WhatsApp: a booming smartphone message service

Feb 20, 2014

WhatsApp was launched five years ago as a shot at doing to text messaging what Skype did to telephone calls.

SAN FRANCISCO - WhatsApp was launched five years ago as a shot at doing to text messaging what Skype did to telephone calls.

If Facebook's move to buy the startup in a cash-and-stock deal valued as high as $19 billion is any indication, the California-based WhatsApp may have hit the mark.

The firm founded by former Yahoo employees Brian Acton and Jan Koum in 2009 took its name from a play on the phrase "What's Up," according to its website.

They also devoted themselves to a credo of "No Ads. No Games. No Gimmicks."

A note stating just that and signed by Acton remains taped to Koum's desk, according to venture capital firm Sequoia, which invested in the startup early and stands to cash in big time on the Facebook take-over.

The "contrarian approach" of gathering no information about users for targeting ads was shaped by Ukraine-born Koum's aversion to tactics of secret police in communist countries, Sequoia partner Jim Goetz said in an online note.

"Jan's childhood made him appreciate communication that was not bugged or taped," Goetz said.

"When he arrived in the US as a 16-year-old immigrant living on food stamps, he had the extra incentive of wanting to stay in touch with his family in Russia and the Ukraine."

Koum remained true to those ideas when, after working at Yahoo with his "mentor" Acton, he turned to building WhatsApp, according to Goetz.

The stated mission was to build a better alternative to traditional SMS messaging in a world where smartphones were clearly becoming ubiquitous.

The founders jokingly described themselves at the website as "two guys who spent combined 20 years doing geeky stuff at Yahoo! Inc."

WhatsApp is a platform for sending images, video, audio, or text messages for free over the Internet using data connections of smartphones.

The application is free, but after using it for a year, there is an annual subscription fee of 99 cents.

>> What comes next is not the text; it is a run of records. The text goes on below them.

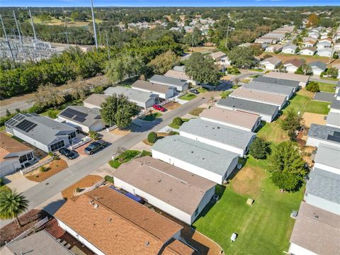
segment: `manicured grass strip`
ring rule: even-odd
[[[196,95],[194,95],[192,94],[185,94],[184,96],[181,96],[179,99],[191,101],[191,100],[193,100],[193,98],[196,98],[196,97],[197,97]]]

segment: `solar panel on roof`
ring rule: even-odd
[[[78,121],[78,122],[80,122],[80,123],[83,123],[86,120],[86,119],[84,118],[82,118],[82,117],[80,117],[80,116],[76,116],[73,118],[73,120],[74,120],[76,121]]]
[[[329,135],[327,140],[333,142],[340,142],[340,136]]]
[[[34,127],[35,127],[36,125],[37,124],[35,123],[33,123],[27,120],[23,120],[19,124],[18,124],[16,127],[25,132],[28,132],[31,130],[33,128],[34,128]]]

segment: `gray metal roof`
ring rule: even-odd
[[[109,95],[113,95],[114,94],[117,95],[123,94],[132,101],[143,103],[147,102],[150,98],[157,96],[152,93],[123,86],[109,87],[105,90],[104,94]]]
[[[169,155],[207,171],[224,175],[239,154],[179,135],[159,139],[152,150]]]
[[[257,82],[264,82],[264,83],[268,83],[271,84],[276,84],[276,85],[285,86],[293,87],[295,89],[298,89],[299,87],[299,81],[291,81],[291,80],[283,79],[276,79],[276,78],[265,77],[263,76],[260,76],[257,78],[253,79],[253,81],[257,81]]]
[[[273,93],[278,95],[290,96],[293,90],[292,87],[283,86],[277,84],[271,84],[265,82],[251,81],[242,85],[244,89],[254,91]]]
[[[334,99],[331,103],[331,108],[340,110],[340,100]]]
[[[50,144],[58,136],[64,137],[68,134],[76,131],[74,128],[60,123],[47,117],[31,113],[18,113],[18,115],[19,114],[23,116],[23,118],[21,118],[19,122],[14,124],[15,125],[13,129],[45,145]],[[18,115],[13,118],[15,118]],[[11,121],[11,120],[9,120],[8,122]],[[25,120],[36,125],[27,132],[18,128],[18,125]]]
[[[201,119],[192,119],[183,123],[180,132],[245,149],[256,135],[252,132],[220,125]]]
[[[312,123],[308,131],[308,137],[327,140],[330,142],[339,143],[328,140],[328,136],[334,135],[334,132],[340,132],[340,128]]]
[[[84,115],[86,114],[86,116],[84,117],[85,119],[84,121],[81,122],[78,121],[76,120],[76,118],[74,118],[75,116],[73,116],[72,118],[68,118],[67,116],[63,115],[62,113],[64,111],[67,111],[67,109],[72,109],[75,110],[78,112],[80,112],[81,113],[84,113]],[[99,109],[98,108],[89,108],[85,106],[68,106],[66,109],[60,112],[58,115],[62,118],[64,118],[67,120],[72,120],[75,123],[84,125],[86,127],[91,127],[94,125],[94,124],[101,123],[101,113],[99,111]]]
[[[337,125],[340,128],[340,113],[329,113],[326,120],[327,125]]]
[[[18,241],[12,242],[3,247],[0,251],[4,255],[73,254],[45,230],[39,231]]]
[[[314,162],[339,169],[340,174],[340,148],[320,143]]]
[[[149,79],[149,81],[167,86],[174,86],[180,88],[183,88],[183,86],[186,84],[186,81],[184,79],[169,77],[159,74],[154,74]]]
[[[278,110],[278,106],[232,97],[221,99],[216,105],[217,106],[234,108],[236,110],[248,110],[251,113],[265,114],[270,116],[273,115]]]
[[[340,204],[340,174],[314,168],[306,188],[308,194]]]

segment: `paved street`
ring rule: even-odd
[[[216,91],[198,95],[196,98],[181,107],[164,113],[162,118],[157,118],[152,122],[149,122],[147,125],[139,128],[137,132],[122,137],[102,151],[79,161],[59,174],[26,190],[23,192],[23,195],[30,201],[28,209],[33,209],[51,199],[51,198],[57,196],[59,192],[101,166],[111,159],[114,150],[118,147],[123,147],[127,149],[132,147],[145,139],[149,132],[160,130],[170,124],[174,117],[183,115],[202,103],[208,102],[212,96],[218,94],[219,92]],[[57,201],[51,200],[53,200],[53,202],[51,202],[52,203],[58,203]],[[0,221],[0,227],[3,227],[9,222],[10,221],[8,220],[1,220]]]

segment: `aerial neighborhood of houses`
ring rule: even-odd
[[[193,38],[218,21],[203,17],[118,26]],[[340,254],[340,27],[269,29],[237,46],[261,49],[251,67],[223,47],[191,47],[164,72],[93,86],[39,114],[9,113],[0,202],[27,200],[0,215],[0,254],[257,254],[264,242]],[[188,72],[194,48],[216,83]]]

"We feel that this model will allow us to become the communications service of the 21st century, and provide you the best way to stay in touch with your friends and family with no ads getting in the way," the startup said in a blog post discussing pricing.

WhatsApp is reported to have grown stunningly fast to more than 450 million users and said to handle 50 billion messages daily.

As of the start of this year, WhatsApp had 50 employees, more than 30 of them engineers. While the company has its headquarters in the California city of Mountain View, where Google has its main campus, most of the engineering work is reportedly done in Russia.